Finalmente, sua recomendação mais contundente para o Brasil: multinacionalizar. "O Brasil, desde os anos setenta, vive olhando pro mercado interno. Esse modelo tem que acabar", declarou. Ele foi enfático ao dizer que o "custo Brasil não pode ser uma desculpa para a não multinacionalização do país". A competitividade, segundo ele, nasce no mercado mundial. Manter o foco em um mercado interno cativo gera ineficiências que deixarão o setor produtivo brasileiro para trás. "Eu garanto pra vocês, não vai sobreviver na lei da selva".
Ao final, Azevêdo respondeu à pergunta que pairava no ar: o mundo vai desglobalizar? Sua resposta foi negativa. "O mundo não vai desglobalizar. Ele vai ficar mais complexo. E ele vai ficar mais fragmentado". O grau dessa fragmentação dependerá de duas variáveis: o nível de tensão entre EUA e China — e o risco de uma mentalidade de "nós contra eles" que forçaria países como o Brasil a escolher um lado — e o sucesso das políticas de nacionalização da produção. Sobre esta última, ele se mostrou cético.
Sua mensagem final foi um misto de realismo e esperança para a plateia.
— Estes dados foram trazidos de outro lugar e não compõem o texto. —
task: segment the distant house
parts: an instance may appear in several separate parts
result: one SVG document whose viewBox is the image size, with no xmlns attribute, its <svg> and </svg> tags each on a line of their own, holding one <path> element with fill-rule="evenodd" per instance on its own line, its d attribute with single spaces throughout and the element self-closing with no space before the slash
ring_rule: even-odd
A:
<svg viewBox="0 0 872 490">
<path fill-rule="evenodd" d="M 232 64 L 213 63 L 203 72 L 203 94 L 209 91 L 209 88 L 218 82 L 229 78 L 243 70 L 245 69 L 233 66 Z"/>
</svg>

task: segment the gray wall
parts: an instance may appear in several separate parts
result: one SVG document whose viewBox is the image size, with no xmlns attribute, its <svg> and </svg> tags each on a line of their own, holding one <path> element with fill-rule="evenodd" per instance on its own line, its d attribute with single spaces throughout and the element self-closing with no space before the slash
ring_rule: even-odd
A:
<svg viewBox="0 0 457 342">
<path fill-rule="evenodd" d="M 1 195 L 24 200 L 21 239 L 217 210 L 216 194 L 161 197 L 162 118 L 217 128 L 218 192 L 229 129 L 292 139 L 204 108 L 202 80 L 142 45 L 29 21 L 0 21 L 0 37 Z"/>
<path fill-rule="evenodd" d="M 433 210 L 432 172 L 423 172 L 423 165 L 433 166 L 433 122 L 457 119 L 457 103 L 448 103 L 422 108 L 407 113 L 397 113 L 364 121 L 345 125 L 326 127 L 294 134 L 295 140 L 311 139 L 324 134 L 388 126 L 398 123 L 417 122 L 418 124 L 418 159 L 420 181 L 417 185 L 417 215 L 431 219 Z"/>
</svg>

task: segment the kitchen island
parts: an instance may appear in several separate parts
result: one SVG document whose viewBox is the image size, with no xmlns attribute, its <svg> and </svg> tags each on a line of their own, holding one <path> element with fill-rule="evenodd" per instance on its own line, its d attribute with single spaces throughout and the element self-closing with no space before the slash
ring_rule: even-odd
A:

Nesse mundo mais complexo e fragmentado, mas que continuará intenso em trocas comerciais, o setor portuário, longe de perder relevância, será "absolutamente instrumental, fundamental".
Eu saí do Museu Oscar Niemeyer com a clara sensação de que a análise de Roberto Carvalho de Azevêdo não era apenas uma palestra, mas um mapa. Um mapa de um território perigoso, volátil e cheio de armadilhas, mas que, para aqueles com a estratégia e a visão correta, ainda oferece rotas para a prosperidade. Mas também com uma sensação – reconhecendo minha ignorância – de que não dá pra gente se curvar ao poder hegemônico dos EUA, que quer impor ao mundo um alinhamento ideológico e um modelo de democracia que não respeita as escolhas e a soberania dos demais países.